A Manifesto for the Prevention of Breast Cancer
There are several policies that we would like to see the Government committ to, to help reduce the incidence of breast cancer.
It's a busy time in politics, and the issue of Brexit is soaking up a lot of attention. The Government must not forget the pressing issues of protecting public health and preventing breast cancer. As James Freeman Clarke said almost 150 years ago: ‘A politician thinks of the next election; a statesman of the next generation’.
We want all political parties and parliamentarians to think of the health of current and future generations, and show their commitment to preventing breast cancer.
Breast Cancer UK want the UK Government to:
Commit to identifying and addressing the causes of disease and ill health
Develop an Action Plan for the Prevention of Cancer setting out new goals for education, research funding and policy interventions that help to prevent cancer developing.
Acknowledge in national cancer strategies that exposures to environmental chemicals are preventable risk factors.
Increase research funding into the role of environmental pollutants in breast cancer risk.
Publish a comprehensive guide for pregnant women which explains the potential risk of in utero environmental exposures and their possible eﬀects on the unborn child.
Commit to maintaining consumer and environmental protections following Brexit
Apply the precautionary principle (2) to health, environmental and chemicals policy.
Adhere to the EU’s system of chemicals regulation “REACH” after Brexit, to ensure the continued protection of public health and the environment (3).
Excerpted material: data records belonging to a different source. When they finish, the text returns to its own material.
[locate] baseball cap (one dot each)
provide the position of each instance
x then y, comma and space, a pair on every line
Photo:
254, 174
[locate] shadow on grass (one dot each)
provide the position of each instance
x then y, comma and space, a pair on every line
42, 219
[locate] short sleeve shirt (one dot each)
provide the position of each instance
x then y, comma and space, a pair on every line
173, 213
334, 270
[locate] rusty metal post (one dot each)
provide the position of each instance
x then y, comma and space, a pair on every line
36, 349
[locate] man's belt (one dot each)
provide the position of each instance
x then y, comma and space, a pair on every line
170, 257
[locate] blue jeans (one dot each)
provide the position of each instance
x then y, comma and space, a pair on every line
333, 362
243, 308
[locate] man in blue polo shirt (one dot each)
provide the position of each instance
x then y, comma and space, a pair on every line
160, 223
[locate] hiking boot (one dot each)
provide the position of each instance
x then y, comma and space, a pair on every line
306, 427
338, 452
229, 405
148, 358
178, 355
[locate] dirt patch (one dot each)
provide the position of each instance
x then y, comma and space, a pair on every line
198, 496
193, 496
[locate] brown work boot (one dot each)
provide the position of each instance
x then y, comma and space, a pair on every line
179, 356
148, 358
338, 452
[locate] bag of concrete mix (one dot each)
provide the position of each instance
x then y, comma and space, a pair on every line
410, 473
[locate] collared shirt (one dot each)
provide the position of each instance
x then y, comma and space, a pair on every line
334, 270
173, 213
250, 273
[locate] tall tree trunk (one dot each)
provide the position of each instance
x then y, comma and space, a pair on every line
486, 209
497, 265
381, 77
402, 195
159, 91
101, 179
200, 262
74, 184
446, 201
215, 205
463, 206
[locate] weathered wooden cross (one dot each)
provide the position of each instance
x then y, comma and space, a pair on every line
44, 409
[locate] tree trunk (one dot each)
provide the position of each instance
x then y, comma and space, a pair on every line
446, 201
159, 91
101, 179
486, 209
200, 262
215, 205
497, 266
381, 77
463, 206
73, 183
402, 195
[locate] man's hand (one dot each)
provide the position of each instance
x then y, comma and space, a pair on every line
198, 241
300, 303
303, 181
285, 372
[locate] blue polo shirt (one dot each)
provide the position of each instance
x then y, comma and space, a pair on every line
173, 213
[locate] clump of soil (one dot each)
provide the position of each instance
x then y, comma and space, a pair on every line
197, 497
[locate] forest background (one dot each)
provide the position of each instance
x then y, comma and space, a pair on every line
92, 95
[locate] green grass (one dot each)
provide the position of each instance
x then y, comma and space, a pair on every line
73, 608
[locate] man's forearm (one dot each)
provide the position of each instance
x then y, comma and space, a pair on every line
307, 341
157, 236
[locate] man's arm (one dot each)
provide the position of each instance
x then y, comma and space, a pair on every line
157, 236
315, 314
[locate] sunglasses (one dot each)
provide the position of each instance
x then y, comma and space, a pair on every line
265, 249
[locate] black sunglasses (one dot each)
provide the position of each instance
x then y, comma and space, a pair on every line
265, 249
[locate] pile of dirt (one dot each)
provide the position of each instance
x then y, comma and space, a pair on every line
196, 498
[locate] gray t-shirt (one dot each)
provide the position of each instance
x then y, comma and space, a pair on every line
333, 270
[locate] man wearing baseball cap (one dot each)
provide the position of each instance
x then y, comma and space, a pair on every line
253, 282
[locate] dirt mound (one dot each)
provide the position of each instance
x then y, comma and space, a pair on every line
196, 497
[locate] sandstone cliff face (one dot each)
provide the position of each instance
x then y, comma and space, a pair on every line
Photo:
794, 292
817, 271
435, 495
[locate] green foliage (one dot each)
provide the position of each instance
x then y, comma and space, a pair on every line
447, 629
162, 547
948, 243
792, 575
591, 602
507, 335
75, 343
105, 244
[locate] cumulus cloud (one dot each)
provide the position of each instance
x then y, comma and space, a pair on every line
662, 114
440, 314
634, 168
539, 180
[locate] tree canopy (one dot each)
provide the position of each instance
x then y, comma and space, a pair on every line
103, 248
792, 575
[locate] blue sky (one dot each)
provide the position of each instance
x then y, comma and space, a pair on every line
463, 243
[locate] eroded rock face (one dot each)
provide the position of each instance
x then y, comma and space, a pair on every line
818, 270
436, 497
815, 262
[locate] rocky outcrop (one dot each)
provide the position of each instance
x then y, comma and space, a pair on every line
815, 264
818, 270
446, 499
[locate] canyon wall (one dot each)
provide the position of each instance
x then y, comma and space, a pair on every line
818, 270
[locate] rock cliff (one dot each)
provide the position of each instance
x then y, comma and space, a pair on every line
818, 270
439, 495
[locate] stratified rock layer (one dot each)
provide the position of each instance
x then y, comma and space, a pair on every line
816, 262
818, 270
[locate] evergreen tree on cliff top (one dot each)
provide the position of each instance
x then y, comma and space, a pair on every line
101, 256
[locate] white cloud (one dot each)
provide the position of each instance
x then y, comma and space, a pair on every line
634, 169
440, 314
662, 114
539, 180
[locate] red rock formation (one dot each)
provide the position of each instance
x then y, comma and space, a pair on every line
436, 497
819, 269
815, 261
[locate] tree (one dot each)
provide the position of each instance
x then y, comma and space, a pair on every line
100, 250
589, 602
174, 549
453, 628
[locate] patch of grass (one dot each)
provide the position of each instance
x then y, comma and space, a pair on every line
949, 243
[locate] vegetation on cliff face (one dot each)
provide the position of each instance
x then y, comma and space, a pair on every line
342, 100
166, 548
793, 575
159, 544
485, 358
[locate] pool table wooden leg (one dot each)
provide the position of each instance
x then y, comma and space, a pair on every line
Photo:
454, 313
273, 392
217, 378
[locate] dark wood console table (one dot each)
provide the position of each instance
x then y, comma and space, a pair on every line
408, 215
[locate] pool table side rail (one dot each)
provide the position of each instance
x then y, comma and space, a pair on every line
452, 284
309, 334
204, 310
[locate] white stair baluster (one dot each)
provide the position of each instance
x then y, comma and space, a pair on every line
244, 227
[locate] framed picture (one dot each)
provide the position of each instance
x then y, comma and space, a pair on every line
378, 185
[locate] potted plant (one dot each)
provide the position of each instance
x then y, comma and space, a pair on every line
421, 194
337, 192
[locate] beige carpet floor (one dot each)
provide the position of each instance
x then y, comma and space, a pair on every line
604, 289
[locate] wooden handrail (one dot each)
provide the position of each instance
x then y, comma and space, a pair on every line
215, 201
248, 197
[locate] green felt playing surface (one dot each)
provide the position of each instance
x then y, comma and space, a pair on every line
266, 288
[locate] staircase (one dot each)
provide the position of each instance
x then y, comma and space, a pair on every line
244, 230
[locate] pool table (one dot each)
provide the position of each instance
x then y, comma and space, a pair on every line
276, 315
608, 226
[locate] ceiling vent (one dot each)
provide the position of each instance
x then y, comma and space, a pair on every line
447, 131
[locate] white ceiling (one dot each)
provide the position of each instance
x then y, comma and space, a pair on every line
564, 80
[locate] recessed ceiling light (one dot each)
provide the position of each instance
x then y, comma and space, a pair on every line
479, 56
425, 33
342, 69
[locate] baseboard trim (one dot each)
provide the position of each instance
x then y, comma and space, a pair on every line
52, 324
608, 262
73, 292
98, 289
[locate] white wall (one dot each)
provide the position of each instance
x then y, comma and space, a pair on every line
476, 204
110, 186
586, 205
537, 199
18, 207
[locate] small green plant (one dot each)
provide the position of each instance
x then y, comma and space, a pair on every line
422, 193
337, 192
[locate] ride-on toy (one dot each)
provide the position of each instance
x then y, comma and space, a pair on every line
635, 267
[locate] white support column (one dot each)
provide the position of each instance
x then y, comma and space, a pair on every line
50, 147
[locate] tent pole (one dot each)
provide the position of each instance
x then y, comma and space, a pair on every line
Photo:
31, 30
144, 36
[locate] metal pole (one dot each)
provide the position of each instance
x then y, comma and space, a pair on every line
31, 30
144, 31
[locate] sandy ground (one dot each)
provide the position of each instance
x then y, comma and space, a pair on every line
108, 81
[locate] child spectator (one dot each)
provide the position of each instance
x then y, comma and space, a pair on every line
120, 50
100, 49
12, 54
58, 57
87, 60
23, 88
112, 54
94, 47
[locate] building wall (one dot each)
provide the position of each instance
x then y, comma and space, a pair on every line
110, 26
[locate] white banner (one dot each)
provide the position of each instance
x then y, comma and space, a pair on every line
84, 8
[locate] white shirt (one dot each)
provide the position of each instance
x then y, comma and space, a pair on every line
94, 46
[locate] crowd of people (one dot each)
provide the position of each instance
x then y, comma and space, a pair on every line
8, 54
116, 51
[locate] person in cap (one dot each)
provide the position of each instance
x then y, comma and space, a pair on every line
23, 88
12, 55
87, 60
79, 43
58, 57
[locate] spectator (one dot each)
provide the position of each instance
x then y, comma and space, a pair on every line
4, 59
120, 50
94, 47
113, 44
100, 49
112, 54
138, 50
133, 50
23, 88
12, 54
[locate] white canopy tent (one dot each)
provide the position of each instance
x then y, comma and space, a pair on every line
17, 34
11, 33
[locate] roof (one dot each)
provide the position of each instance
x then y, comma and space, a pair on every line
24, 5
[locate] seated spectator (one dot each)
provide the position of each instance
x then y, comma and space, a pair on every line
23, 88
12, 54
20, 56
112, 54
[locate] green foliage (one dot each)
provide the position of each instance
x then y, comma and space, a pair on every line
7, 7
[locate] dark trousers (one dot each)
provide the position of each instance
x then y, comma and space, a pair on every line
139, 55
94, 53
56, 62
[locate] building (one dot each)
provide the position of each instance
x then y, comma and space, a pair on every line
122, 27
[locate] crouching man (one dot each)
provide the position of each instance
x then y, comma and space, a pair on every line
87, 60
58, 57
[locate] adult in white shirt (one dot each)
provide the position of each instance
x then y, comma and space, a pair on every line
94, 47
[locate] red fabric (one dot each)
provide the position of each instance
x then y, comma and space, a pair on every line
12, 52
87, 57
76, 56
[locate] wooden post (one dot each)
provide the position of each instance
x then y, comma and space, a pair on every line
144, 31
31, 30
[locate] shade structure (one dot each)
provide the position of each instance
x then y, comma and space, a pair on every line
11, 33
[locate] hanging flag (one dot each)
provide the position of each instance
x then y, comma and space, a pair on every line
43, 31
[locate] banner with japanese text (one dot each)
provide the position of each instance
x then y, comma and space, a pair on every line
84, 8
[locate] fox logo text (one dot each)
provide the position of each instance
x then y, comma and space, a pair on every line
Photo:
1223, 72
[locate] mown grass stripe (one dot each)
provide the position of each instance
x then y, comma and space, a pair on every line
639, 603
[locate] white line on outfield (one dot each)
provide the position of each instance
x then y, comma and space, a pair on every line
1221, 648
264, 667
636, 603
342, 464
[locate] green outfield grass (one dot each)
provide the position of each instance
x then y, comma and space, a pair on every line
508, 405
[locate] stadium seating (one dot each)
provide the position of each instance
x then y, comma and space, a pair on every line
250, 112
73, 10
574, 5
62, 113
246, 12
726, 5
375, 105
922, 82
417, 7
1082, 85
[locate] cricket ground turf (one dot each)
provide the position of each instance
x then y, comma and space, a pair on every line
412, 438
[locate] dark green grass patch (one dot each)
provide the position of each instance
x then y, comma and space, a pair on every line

Make the protection of public health and consumer and environmental regulation a priority in future trade deals.
Guarantee that any changes to EU derived chemicals legislation and regulation be subject to full Parliamentary scrutiny and debate.
Find out more
You can read more about UK public health policy and breast cancer, and our parliamentary briefing on the England Cancer Strategy. You can also find out more about Brexit and public health, and read our Brexit briefing and our submission to the Environmental Audit Committee's inquiry into the future of chemicals regulation.
(1) All statistics based on Cancer Research UK ‘Breast cancer incidence (invasive) statistics’ (accessed April 2017)
(2) Under the precautionary principle, if there is evidence that a chemical is hazardous and poses a risk to human health or the environment, then action should be taken to restrict or ban its use. If a consensus develops that it does not pose a risk, then action can be taken to lift those restrictions.
(3) The UK can remain in the EU chemicals regulation system even after it leaves the EU.